Und da ist die Arbeiterklasse unter den Medikamenten, die Generika. Das sind wirksame und bewährte Mittel, deren Patentschutz abgelaufen ist und die den Hauptteil bei der Medikamentenversorgung sichern. Diese Generika sind es, die von den Engpässen betroffen sind. Das ist dramatisch, weil viele von ihnen essenzielle Mittel für chronisch Kranke sind. Sie stellen drei Viertel der verschriebenen Medikamente. Ihr Anteil an den Ausgaben der Krankenkassen liegt allerdings nicht mal bei 10 Prozent. Während die Ausgaben für Arzneimittel insgesamt von Jahr zu Jahr ansteigen, bleiben sie für Generika stabil oder sinken sogar, trotz steigender Produktionskosten. Sie haben also keinen Anteil an den Finanznöten der Krankenkassen, aber sie stellen fast 100 Prozent der von Lieferengpässen betroffenen Medikamente.
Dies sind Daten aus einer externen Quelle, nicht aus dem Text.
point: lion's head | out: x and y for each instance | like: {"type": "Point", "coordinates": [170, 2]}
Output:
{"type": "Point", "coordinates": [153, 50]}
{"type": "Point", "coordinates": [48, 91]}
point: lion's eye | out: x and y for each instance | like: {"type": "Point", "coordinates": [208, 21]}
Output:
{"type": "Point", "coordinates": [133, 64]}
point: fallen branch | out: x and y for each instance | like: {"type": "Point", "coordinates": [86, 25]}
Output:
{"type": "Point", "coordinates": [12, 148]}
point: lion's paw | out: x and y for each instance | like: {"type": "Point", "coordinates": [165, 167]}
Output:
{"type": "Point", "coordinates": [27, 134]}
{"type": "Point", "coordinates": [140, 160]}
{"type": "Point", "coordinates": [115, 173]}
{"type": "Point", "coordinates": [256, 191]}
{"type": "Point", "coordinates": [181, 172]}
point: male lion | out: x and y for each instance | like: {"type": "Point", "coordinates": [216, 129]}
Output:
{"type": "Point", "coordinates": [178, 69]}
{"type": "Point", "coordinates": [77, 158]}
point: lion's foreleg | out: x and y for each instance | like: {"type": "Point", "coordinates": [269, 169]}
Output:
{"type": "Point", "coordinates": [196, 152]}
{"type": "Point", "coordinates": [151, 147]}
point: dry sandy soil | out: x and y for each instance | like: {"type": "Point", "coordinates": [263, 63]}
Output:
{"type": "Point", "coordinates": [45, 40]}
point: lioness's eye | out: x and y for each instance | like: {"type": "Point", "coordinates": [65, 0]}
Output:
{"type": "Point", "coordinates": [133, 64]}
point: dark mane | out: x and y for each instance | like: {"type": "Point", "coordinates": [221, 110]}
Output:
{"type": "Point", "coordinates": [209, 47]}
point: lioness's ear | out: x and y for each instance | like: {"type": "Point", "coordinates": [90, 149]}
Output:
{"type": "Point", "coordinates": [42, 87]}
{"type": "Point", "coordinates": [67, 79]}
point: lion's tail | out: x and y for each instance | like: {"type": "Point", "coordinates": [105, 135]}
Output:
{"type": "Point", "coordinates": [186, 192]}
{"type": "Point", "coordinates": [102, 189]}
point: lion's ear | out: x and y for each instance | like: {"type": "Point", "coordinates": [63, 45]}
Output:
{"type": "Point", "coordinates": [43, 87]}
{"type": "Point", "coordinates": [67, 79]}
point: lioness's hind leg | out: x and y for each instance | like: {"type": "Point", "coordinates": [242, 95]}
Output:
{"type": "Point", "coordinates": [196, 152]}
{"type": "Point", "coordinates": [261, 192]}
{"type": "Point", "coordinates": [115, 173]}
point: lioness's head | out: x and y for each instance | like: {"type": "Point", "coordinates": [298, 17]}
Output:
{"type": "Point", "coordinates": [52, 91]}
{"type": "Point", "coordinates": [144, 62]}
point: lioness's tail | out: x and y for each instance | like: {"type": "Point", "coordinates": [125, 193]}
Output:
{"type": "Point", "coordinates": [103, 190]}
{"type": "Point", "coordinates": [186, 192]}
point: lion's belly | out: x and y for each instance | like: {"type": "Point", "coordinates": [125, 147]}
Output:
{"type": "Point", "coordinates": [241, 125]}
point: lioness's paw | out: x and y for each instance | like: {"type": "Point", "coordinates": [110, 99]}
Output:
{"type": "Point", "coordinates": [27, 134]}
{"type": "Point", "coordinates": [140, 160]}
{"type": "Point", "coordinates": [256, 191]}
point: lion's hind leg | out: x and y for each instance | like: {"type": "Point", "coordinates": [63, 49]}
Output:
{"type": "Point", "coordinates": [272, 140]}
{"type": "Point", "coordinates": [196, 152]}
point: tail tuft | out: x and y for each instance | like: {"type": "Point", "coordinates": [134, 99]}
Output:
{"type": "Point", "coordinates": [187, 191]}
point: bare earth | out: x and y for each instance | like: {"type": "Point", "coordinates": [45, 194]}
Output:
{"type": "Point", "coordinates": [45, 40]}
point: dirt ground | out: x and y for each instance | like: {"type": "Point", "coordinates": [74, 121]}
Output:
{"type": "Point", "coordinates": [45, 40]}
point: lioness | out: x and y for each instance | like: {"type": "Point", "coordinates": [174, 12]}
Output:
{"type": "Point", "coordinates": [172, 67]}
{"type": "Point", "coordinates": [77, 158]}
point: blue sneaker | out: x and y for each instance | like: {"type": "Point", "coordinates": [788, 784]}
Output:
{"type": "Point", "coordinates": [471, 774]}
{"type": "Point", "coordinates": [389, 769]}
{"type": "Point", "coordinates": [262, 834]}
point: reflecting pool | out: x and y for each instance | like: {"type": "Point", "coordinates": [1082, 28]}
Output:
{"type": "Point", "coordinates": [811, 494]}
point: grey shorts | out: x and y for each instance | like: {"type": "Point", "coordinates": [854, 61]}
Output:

Ein Apotheker hat mir das so geschildert: Medikamente, die 1 000 Euro pro Packung kosten, kriege ich immer.
Nun weiß auch Die Linke, dass man Fehlentwicklungen, die durch jahrzehntelange politische Fehlentscheidungen verursacht worden sind, nicht mit einem Federstrich beseitigen kann. Aber das von der Regierung vorgelegte Arzneimittel-Lieferengpassbekämpfungsgesetz ist nun wirklich ein erneutes Politikversagen mit Ansage.
(Beifall bei der LINKEN)
In der Anhörung im Ausschuss am Montag hat der Vertreter der generikaproduzierenden Unternehmen ganz klar gesagt, dass dieses Gesetz nicht dazu führen wird, dass es in fünf Jahren wieder mehr Generika in der Europäischen Union gibt. Viele Sachverständige haben deutlich gemacht, dass nicht allein Kinderarzneimittel oder Antibiotika von den gravierenden Nebenwirkungen der Rabattverträge betroffen sind, sondern eine ganz breite Palette von unterschiedlichen lebenswichtigen Medikamenten. Aber Herr Lauterbach hält eisern an diesen Rabattverträgen fest und weigert sich damit, die wichtigste Ursache der Engpässe anzugehen.
(Martina Stamm-Fibich [SPD]: Das ist doch einfach nicht wahr! Das stimmt nicht!)
Die Apothekerinnen und Apotheker, die hier am Mittwoch auf der Straße waren, empfinden übrigens die 50 Cent, die sie künftig für die Beschaffung von alternativen Medikamenten für nicht lieferbare bekommen sollen, als zynisches Almosen, das ihren Arbeitsaufwand nicht ansatzweise abdeckt.
Die Verpflichtung der Pharmaunternehmen nach § 52b des Arzneimittelgesetzes, eine angemessene und kontinuierliche Bereitstellung sicherzustellen, steht bisher nur auf dem Papier. Und da helfen auch keine neuen Berichtspflichten, meine Damen und Herren, sondern nur eine Vorratspflicht für fünf Monate, wie sie Die Linke fordert.
(Beifall bei der LINKEN)
Ich komme zum Schluss. – Die krisenfeste und verlässliche Versorgung der Bevölkerung mit notwendigen Medikamenten ist Teil der staatlichen Daseinsfürsorge. Nehmen Sie diese Verantwortung wahr und die Industrie in die Pflicht!